Jornal de Poesia

 

 

 

 

 

 

 

Zemaria Pinto


 

Literatura Amazonense de Invenção

 

Foi Gaspar de Carvajal o primeiro grande ficcionista do Amazonas. Seu relato fabuloso acerca das índias guerreiras habitantes das margens do Nhamundá inaugurou, em pleno século XVI, a literatura ficcional, e, por extensão, a Literatura Amazonense. Talvez esse acontecimento fantástico tenha inibido nossos prosadores, a tal ponto que a prosa amazonense só volta a ter expressão mais de quatro séculos após, com os romances de Paulo Jacob (Chuva Branca), Márcio Souza (Galvez, o Imperador do Acre) e Milton Hatoum (Relato de Um Certo Oriente).

É curioso observar, entretanto, o desenvolvimento da poesia. O poema épico A Muhuraida, de Henrique João Wilkens, escrito no último quartel do século XVIII, é o marco inicial da poesia amazonense. Durante muito tempo acreditou-se que fora escrito em língua aborígine. Fantasiava-se que os originais haviam se perdido, ficando apenas a "tradução" para o idioma civilizado. Ficções. Escrito em português escorreito, A Muhuraida canta o triunfo da fé católica sobre os gentios habitantes das margens do Madeira. Do ponto de vista do colonizador, um rito de passagem. De nossa perspectiva politicamente correta, uma epopéia do genocídio.

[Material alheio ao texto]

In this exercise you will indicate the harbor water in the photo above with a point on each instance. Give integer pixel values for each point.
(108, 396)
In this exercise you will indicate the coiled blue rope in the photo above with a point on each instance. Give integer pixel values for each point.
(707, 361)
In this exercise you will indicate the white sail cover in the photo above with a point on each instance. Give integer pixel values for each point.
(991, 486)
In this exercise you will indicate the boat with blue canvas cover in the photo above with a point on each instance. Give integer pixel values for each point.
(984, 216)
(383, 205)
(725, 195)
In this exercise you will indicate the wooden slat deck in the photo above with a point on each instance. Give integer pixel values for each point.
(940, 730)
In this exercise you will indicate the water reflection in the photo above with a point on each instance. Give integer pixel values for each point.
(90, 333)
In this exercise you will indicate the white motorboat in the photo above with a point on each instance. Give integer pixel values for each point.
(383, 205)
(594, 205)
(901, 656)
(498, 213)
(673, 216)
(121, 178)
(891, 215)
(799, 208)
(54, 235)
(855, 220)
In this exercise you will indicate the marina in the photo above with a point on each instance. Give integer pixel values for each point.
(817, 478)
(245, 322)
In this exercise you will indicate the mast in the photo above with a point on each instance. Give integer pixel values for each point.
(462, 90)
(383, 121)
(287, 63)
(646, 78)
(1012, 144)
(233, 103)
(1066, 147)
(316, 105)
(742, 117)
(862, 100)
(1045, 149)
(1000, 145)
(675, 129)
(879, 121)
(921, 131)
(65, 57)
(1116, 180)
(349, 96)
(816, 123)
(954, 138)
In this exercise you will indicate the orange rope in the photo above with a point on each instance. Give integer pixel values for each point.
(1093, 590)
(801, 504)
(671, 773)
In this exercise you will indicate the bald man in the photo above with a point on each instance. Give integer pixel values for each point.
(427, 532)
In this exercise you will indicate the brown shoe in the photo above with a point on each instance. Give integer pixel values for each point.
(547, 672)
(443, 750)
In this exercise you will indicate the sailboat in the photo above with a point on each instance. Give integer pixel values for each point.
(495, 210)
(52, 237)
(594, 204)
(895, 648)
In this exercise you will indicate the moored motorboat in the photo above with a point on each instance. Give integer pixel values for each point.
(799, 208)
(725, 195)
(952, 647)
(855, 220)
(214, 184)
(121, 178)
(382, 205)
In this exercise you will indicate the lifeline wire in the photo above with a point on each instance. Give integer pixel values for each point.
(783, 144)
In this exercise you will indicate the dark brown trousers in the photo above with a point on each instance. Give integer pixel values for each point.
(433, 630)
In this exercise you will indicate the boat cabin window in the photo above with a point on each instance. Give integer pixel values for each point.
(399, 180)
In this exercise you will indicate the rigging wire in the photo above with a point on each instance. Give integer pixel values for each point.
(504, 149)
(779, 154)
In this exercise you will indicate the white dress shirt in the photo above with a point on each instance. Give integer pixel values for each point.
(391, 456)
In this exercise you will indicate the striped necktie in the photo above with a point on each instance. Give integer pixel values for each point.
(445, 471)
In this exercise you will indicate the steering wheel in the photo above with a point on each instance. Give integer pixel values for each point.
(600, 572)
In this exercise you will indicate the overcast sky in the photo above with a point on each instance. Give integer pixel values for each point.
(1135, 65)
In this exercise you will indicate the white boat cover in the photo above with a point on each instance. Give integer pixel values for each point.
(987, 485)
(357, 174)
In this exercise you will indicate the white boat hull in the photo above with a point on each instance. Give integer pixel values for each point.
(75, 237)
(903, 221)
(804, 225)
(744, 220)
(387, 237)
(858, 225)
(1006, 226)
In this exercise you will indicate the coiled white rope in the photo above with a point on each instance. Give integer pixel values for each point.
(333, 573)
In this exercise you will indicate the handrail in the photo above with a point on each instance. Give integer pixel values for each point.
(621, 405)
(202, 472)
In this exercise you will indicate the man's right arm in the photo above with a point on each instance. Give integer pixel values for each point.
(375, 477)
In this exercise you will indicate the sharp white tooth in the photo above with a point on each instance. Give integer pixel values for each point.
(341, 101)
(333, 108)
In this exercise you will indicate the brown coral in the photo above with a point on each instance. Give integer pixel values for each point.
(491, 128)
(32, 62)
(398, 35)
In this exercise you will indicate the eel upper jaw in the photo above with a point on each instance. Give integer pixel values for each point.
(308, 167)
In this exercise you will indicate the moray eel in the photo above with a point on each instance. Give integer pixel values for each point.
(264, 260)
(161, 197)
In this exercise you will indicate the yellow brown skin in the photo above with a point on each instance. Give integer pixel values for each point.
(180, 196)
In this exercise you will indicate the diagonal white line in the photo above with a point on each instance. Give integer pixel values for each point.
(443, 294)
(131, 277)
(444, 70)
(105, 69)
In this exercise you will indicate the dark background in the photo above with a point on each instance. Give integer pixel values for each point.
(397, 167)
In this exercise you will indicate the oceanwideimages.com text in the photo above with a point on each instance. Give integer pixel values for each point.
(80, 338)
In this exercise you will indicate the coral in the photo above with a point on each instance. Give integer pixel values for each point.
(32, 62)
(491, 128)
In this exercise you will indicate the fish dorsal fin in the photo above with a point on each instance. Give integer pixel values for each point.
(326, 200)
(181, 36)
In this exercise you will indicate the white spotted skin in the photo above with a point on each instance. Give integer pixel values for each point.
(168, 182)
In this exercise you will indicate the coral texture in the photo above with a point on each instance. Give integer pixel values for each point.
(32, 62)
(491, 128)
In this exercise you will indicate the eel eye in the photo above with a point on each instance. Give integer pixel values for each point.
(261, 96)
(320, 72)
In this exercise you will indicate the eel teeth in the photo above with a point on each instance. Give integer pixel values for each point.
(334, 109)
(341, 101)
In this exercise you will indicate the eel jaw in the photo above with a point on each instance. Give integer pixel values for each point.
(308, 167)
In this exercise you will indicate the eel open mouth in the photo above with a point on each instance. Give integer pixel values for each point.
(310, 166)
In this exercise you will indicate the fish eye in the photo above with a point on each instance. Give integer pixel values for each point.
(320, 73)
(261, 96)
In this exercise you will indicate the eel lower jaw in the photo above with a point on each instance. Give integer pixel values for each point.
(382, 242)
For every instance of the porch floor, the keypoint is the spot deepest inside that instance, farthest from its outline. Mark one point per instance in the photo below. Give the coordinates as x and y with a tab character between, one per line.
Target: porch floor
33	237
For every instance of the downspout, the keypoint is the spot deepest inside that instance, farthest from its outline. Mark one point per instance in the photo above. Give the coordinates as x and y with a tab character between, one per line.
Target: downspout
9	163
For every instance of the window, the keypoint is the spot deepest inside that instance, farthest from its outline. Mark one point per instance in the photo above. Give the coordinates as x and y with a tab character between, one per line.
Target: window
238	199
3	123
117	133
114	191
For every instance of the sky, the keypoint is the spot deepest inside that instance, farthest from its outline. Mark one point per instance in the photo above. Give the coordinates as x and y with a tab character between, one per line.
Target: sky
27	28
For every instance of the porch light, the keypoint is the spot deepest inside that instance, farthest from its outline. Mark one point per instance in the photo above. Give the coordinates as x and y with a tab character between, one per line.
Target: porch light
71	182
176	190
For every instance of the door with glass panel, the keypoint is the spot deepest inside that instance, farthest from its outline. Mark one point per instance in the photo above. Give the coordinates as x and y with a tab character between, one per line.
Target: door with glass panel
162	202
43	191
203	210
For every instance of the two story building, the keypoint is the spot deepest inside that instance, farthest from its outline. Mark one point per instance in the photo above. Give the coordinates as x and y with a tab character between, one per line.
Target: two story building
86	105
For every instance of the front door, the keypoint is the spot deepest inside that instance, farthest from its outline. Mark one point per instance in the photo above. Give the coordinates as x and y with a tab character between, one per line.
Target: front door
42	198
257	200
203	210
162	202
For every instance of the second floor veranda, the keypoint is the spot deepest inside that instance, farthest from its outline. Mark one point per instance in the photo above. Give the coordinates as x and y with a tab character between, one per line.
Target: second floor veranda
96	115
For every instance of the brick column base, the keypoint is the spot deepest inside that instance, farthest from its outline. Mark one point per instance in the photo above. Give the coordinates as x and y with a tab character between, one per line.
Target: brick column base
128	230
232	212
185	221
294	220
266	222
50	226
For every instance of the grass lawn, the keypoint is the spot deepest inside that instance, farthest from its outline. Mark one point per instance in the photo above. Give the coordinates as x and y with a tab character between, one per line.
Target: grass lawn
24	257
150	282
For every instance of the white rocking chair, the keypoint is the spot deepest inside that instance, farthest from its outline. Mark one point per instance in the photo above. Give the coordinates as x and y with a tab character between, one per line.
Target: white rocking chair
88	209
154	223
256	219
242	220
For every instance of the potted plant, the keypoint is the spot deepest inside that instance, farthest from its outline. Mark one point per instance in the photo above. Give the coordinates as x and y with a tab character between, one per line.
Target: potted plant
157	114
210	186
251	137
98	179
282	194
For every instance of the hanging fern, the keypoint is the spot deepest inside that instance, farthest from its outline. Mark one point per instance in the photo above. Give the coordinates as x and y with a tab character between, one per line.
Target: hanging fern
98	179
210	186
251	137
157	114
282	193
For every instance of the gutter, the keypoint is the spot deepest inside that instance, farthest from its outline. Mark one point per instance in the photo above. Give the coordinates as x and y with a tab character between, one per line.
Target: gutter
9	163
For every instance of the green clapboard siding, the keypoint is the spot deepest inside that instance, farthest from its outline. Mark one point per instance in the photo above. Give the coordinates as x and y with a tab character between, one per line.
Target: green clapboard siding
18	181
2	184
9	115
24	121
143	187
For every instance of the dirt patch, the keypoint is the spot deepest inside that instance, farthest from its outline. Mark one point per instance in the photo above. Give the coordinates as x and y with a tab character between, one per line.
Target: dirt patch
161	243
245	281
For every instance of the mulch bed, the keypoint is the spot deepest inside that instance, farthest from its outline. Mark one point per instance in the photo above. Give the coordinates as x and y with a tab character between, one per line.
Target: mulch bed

Mas nem o itinerante espanhol Carvajal, nem o português, estabelecido em Barcelos, Wilkens mereceram a devida atenção da crítica tanto quanto Bento de Figueiredo Tenreiro Aranha, cuja obra poética só viria a lume, depois de inúmeras peripécias, em meados do século XIX, quarenta anos após sua morte. Nascido em Barcelos, nossa primeira capital, Tenreiro Aranha é figurinha carimbada em qualquer antologia séria da poesia brasileira do período colonial, especialmente pelos sonetos "A Maria Bárbara" e "A Um Passarinho". Sua poesia é simples, com elementos árcades e barrocos, mas prenunciadora do Romantismo. É o primeiro artista autenticamente amazonense.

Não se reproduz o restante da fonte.